On notera que nombre d'entre eux sortent de l'ombre en élisant domicile sur Facebook. Quelques exemples:

les collectifs Biopiraterie, du 31 mai, autonome des médecins algériens, 109, etc, usagers TER Toulouse C U T T, Animalier du 06, France-Tricot, Stop au gaz de Schiste 07, parents d'élèves du 93, la main - la main jaune, des jeunes français à Rio+20, des associations unies et solidaires pour l'Afrique et sa renaissance, des associations des pradettes, dindon, artefakt, pour la Syrie, rennais pour les animaux, ...

Premier constat, comme les appellations le suggèrent, la moindre cause, la moindre activité est pretexte à la création d'un collectif. En sachant que je n'ai sélectionné ici qu'un échantillon très réduit.

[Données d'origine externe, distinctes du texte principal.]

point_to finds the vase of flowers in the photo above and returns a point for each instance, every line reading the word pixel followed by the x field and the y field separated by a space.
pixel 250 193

Il est également intéressant d'observer la façon donc les collectifs se définissent3 :

  • Collectif Krasnyi: nous sommes un collectif constitué de passionnés de l’image. Tous touchés par la question sociale, nous avons décidé de nous unir avec comme axe principal un travail photographique et vidéo, militant et socialement engagé.
  • Collectif So Matreiro: Nous sommes un collectif d'intervenants spécialisés en activités physiques et sportives urbaines (APSU) ainsi qu'en prévention des violences. Nous sommes soit traceurs, capoeiristes, combattants, secouristes, ou tout à la fois mais nous sommes surtout des passionnés expérimentés, reconnus pour nos qualités d’enseignants, nos pratiques sportives et nos engagements envers nos disciplines.
  • Collectif Grésivaudan: Nous sommes un collectif d’enseignants, de parents et d’élus. Ensemble, nous souhaitons préserver l’école publique républicaine gravement menacée par les projets de réforme du gouvernement. Nous n’acceptons pas la déconstruction programmée de l’éducation nationale et des ses valeurs fondamentales : égalité, solidarité, vivre ensemble.
  • Collectif Carbon: Le Collectif Carbon est avant tout un groupe d'amis centré sur la même passion, la création numérique.
  • Collectif TKF: Nous sommes un collectif de danse Hip Hop OLDSCHOOL mené par le chorégraphe ,formateur à la scène et danseur. Jean Paul CUSTOS
  • Collectif La TOILE, Collectif d'Artistes Hybride: Nous sommes un collectif d'artistes et de techniciens du spectacle aux origines, formations et parcours artistiques différents. Le collectif est issu de rencontres humaines et de diverses collaborations en amont. Nous favorisons la recherche artistique et le partage d'expériences dans la création. Nous tendons vers l’autonomie de troupe, une scénographie et technique qui se suffisent à elles-mêmes, faciles à transporter, adaptables et jouant avec les différents lieux d’accueil, pour aller au devant de toutes sortes de publics. Nous privilégions la fabrication et la diffusion de nos spectacles en itinérance, afin de rencontrer différents publics et de créer des formes qui résonnent avec aujourd'hui et évoluent en fonction des échanges avec les lieux et les gens. Ainsi, nous travaillons aussi bien sous chapiteau, en milieu urbain et en salles de spectacles, si elles sont ouvertes à nos partis-pris artistiques.
  • Collectif Droit à l'avortement dans le 20ème !: Nous sommes un collectif unitaire du XXème mobilisé pour la réouverture du centre d’IVG de l’hôpital Tenon et contre les attaques des intégristes religieux sur le droit à l’avortement. Le collectif Tenon est composé d’habitantEs du XXè, de militantEs de: Association pour les droits des femmes du XXè, AC, APEIS, ATTAC XXè, Femmes libres, Femmes Solidaires, LDH XXè, MRAP, Planning familial, Alternative libertaire, EELV, FASE, GA, NPA, PCF, PG, les syndicats CGT et Sud Santé de Tenon. Soutenu par: CNT-UR, Fédération Anarchiste, les Alternatifs; les EffrontEes, MMF, des Rasl’front-MLV, SCALP, Solidaires, UL CGT XXè et Coordination nationale des comités de défense des hôpitaux et maternités de proximité.
  • ...

Examinons aussi comment deux d'entre eux définissent leur organisation et leur action, et comment ils sont décrits de l'extérieur.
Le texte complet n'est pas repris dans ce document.